- Directed by: Davit Sahakyants
- Screenplay by: Davit Sahakyants Naira Sahakyants Lyulya Sahakyants
- Music by: Armen Martirosyan Vardan Zadoyan
- Production company: Robert Sahakyants Production
- Release date: 27 December 2014;
- Running time: 90 minutes
- Country: Armenia
- Language: Armenian

= Anahit (2014 film) =

2014 animated film

Anahit (Անահիտ) is a 2014 Armenian traditionally animated fantasy film directed by Davit Sahakyants from a screenplay written by Davit, Naira, and Lyulya Sahakyants (who also acted as co-director). The screenplay was based on the 1881 fairytale of the same name by Ghazaros Aghayan. The soundtrack was composed by Armen Martirosyan and Vardan Zadoyan. Produced by Robert Sahakyants Production, Anahit was released in Armenian cinemas on 27 December 2014.

== Production ==
The film was funded by the Ministry of Culture of Armenia, and animated using traditional drawing animation combined with 3D computer-animation. In February 2013, there were 25 minutes left to animate. Director Davit Sahakyants stated that the financing provided the Ministry was enough for 20 minutes of animation per year.

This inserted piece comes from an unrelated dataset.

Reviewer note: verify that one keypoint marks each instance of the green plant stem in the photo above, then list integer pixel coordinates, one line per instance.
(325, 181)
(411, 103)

In February 2014, there were about 10–12 minutes left.

=== Music ===
The soundtrack was composed by Armen Martirosyan and Vardan Zadoyan. The songs were performed by Shushan Petrosyan, Inga Arshakyan, Tigran Petrosyan, Gor Sujyan, Nick Egibyan, Hasmik Karapetyan and the Akunk Folk Ensemble.

== Release ==
Anahit was released in Armenian cinemas on 27 December 2014. According to Agos, the film received 100,000 admissions in Armenia.